Voice Recognition using Matlab

Discussion in 'Programmer's Corner' started by CoolZone, Nov 3, 2007.

  1. CoolZone

    Thread Starter New Member

    Nov 3, 2007
    4
    0
    hello people,


    I also have a project at the university regarding voice recognition in MATLAB.
    Can anyone help me with a project or with a program that does voice recognition in MATLAB?(preferably an explained one)
    I'm using prerecorded wav files,and the speaker is in front of the microphone,and the program must detect if the speaker has the same voice like the one in the samples,by saying the same words like in the samples.
     
  2. Dave

    Retired Moderator

    Nov 17, 2003
    6,960
    144
    We can help. Could you firstly give us an impression of what you have done, if anything. Perhaps you could also give us a brief overview of how you intend to go about it starting from reading the wav-file. It is generally a 6-7 part process - I'm not testing you, there is no right or wrong answer to this, I'm trying to get you to think about it.

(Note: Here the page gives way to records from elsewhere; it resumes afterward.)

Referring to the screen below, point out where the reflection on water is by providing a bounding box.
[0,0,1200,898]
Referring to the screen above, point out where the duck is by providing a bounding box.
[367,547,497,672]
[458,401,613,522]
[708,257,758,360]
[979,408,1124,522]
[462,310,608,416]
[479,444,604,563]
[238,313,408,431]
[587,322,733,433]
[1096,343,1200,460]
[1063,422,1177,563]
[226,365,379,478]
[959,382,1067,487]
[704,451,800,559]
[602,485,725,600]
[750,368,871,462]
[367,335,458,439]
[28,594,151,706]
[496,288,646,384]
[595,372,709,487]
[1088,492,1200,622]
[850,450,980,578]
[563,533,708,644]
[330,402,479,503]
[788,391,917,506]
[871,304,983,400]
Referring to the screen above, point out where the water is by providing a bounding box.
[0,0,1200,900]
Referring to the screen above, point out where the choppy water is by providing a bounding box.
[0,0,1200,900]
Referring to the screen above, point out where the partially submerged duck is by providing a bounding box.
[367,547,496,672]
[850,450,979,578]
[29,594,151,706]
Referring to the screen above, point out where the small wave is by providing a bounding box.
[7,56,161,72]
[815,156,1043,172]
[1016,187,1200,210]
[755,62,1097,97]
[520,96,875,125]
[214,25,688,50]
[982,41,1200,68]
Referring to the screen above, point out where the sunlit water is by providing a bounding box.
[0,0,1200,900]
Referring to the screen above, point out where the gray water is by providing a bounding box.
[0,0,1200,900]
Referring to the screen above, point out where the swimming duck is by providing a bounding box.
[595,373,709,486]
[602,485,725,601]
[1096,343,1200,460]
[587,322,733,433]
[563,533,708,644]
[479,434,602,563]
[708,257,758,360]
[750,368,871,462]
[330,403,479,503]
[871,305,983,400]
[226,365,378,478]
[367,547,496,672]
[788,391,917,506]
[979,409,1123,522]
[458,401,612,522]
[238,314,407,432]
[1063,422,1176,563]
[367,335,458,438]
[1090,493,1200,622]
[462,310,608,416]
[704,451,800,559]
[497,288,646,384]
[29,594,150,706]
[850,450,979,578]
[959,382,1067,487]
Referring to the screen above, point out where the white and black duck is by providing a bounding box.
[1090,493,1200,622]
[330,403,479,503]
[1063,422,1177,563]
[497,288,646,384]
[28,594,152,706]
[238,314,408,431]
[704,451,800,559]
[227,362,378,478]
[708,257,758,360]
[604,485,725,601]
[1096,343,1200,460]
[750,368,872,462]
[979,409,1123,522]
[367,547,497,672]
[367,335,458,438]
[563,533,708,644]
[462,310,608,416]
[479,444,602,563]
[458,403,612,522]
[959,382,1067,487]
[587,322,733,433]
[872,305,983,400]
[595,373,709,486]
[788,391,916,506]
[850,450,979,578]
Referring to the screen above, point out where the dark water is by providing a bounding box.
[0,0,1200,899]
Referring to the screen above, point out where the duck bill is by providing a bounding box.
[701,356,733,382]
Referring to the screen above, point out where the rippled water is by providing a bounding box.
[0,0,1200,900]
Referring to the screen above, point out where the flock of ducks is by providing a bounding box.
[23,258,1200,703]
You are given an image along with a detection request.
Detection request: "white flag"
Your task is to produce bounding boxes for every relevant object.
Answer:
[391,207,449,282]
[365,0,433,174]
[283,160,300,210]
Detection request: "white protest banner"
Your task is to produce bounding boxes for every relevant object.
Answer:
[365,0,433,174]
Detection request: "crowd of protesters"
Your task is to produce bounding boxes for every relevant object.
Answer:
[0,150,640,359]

    Can you let us know what toolboxes you have access to? This will greatly help us recommending you some functions.

    Dave
     
  3. CoolZone

    Thread Starter New Member

    Nov 3, 2007
    4
    0
    for example,I would like to have some numbers pre-recorded in wav files and then,the program must recognise and display the number,when the speaker says it on the microphone.

    as a toolbox,I could use the Voicebox Toolbox(http://www.ee.ic.ac.uk/hp/staff/dmb/voicebox/voicebox.html),or anything that is built-in Matlab 7.
     
  4. Dave

    Retired Moderator

    Nov 17, 2003
    6,960
    144
    Yes that is the toolbox I would recommend you look at using, there is nothing specifically built into Matlab 7 but you will need several of the core-functions.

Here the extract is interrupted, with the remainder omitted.